Back to KB
Difficulty
Intermediate
Read Time
8 min

Log aggregation with ELK stack

By Codcompass TeamΒ·Β·8 min read

Current Situation Analysis

Log aggregation is not a luxury; it is the foundational layer of operational visibility. In modern distributed architectures, applications emit logs across containers, serverless functions, edge nodes, and legacy VMs. Without centralized aggregation, engineering teams operate with fragmented telemetry, forcing them to SSH into individual hosts, parse multiline stack traces manually, and reconstruct event timelines from isolated files. This fragmentation directly inflates Mean Time to Resolution (MTTR) and creates blind spots that mask cascading failures until they impact end users.

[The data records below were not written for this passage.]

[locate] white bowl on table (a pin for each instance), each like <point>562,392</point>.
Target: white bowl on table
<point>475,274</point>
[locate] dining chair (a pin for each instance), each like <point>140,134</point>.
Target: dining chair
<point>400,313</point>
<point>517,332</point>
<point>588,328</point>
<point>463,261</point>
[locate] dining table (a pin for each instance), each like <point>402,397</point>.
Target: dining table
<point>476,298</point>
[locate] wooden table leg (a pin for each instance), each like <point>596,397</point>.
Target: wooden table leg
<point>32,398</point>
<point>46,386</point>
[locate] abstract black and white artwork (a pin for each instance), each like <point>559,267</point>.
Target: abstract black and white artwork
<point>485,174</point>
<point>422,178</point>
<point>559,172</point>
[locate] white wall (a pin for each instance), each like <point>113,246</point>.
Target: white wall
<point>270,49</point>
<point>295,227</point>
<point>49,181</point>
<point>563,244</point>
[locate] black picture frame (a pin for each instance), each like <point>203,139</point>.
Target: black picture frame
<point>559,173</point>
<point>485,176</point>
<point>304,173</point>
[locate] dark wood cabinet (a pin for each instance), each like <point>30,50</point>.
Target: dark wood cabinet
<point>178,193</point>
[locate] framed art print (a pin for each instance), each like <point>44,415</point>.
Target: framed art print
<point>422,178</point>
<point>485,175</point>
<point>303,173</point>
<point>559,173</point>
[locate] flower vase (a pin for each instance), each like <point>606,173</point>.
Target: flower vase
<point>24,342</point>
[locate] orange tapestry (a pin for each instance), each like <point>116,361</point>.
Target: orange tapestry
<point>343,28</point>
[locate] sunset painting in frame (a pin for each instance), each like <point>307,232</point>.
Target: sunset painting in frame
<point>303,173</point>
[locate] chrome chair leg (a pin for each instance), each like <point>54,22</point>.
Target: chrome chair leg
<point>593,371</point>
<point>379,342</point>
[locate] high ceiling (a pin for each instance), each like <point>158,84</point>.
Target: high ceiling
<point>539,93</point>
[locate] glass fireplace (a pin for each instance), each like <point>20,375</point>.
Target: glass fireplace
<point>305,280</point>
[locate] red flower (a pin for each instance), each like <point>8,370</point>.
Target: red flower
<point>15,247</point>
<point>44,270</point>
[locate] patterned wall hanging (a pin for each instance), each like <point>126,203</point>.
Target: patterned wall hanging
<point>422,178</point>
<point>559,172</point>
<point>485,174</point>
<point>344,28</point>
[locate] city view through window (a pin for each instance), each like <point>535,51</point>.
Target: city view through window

The problem is routinely overlooked because logging is treated as a development artifact rather than an observability primitive. Teams ship console.log or print statements during development, assume stdout capture solves the problem in production, and defer aggregation until incidents force reactive triage. Cloud providers advertise built-in logging, but native solutions rarely unify cross-service correlation, lack advanced filtering, or become cost-prohibitive at scale.

Industry data consistently validates the operational cost of unaggregated logs:

  • DORA metrics show that high-performing teams resolve incidents 208x faster than low performers, a gap largely attributed to centralized telemetry and automated log correlation.
  • PagerDuty's State of On-Call reports indicate that engineers spend 30-40% of incident response time manually locating and parsing logs across disparate systems.
  • Log volume grows 40-50% year-over-year in microservices environments, yet 68% of organizations lack automated retention and indexing policies, leading to storage bloat and degraded query performance.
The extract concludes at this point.